Identifying Incoherent Search Sessions: Search Click Fraud Remediation Under Real-World Constraints

  • Runze Zhang ,
  • Ranjita Pai Sridhar ,
  • Mingxuan Yao ,
  • Zheng Yang ,
  • David Oygenblik ,
  • Haichuan Xu ,
  • Vacha Dave ,
  • ,
  • Paul England ,
  • Brendan Saltaformaggio

2025 IEEE Symposium on Security and Privacy (SP) |

Published by IEEE

DOI

Search engines and advertisers continuously suffer substantial financial losses from click fraud, which poses challenges to existing detection algorithms. Even more concerning, despite ongoing advancements, our understanding of click fraud remains limited, leaving room for sophisticated fraudulent techniques to bypass existing detection measures. In this study, we pivot from examining individual search requests to analyzing search sessions, defined as sequences of consecutive search queries made by the same user. We found that benign users exhibit coherent behavior patterns within these sessions, which contrast clearly with those of fraudulent actors. Specifically, legitimate users tend to conduct searches focused on a single topic at a time. In contrast, fraudsters or automated bots often exhibit diverse, illogical, and incoherent search behaviors within a session.
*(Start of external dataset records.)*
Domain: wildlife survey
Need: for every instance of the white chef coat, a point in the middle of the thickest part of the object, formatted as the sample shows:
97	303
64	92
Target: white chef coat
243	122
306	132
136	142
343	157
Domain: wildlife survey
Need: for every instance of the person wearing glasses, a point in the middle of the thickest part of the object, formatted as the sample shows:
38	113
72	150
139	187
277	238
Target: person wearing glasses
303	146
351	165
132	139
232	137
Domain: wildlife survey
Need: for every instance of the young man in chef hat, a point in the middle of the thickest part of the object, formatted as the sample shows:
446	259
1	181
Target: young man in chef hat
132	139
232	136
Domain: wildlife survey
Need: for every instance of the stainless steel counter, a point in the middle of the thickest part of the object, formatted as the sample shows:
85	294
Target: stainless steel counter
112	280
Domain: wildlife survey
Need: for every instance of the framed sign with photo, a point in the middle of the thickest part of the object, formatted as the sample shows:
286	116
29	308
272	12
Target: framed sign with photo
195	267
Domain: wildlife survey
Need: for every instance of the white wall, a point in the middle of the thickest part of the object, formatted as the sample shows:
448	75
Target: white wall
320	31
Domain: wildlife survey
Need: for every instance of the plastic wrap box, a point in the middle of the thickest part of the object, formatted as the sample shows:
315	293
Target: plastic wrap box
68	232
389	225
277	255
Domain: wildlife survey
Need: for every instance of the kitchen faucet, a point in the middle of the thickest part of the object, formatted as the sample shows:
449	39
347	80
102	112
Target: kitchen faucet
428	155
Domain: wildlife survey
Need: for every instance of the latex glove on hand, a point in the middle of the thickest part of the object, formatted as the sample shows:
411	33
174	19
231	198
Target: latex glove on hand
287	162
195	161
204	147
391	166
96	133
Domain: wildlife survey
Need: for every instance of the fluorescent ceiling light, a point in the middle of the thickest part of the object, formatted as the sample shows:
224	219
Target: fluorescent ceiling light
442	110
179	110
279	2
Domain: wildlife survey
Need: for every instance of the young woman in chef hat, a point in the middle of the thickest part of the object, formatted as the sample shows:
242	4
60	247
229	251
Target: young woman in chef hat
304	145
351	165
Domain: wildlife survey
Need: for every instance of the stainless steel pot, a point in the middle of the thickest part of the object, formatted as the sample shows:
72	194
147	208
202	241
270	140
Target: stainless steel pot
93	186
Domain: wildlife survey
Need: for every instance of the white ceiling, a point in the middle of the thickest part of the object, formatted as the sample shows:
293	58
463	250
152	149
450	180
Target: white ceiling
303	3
To address this behavioral distinction, we propose CoSeC, a system designed to quantify the “incoherence index” of search sessions. CoSeC integrates literal semantic, temporal, and ad-click behavioral features to evaluate sessions’ coherence quantitatively. Our evaluation of CoSeC demonstrates high efficacy, achieving a precision of 95.79% and a recall of 92.40% in identifying incoherent sessions, highlighting CoSeC’s substantial potential to enhance real-world click fraud detection.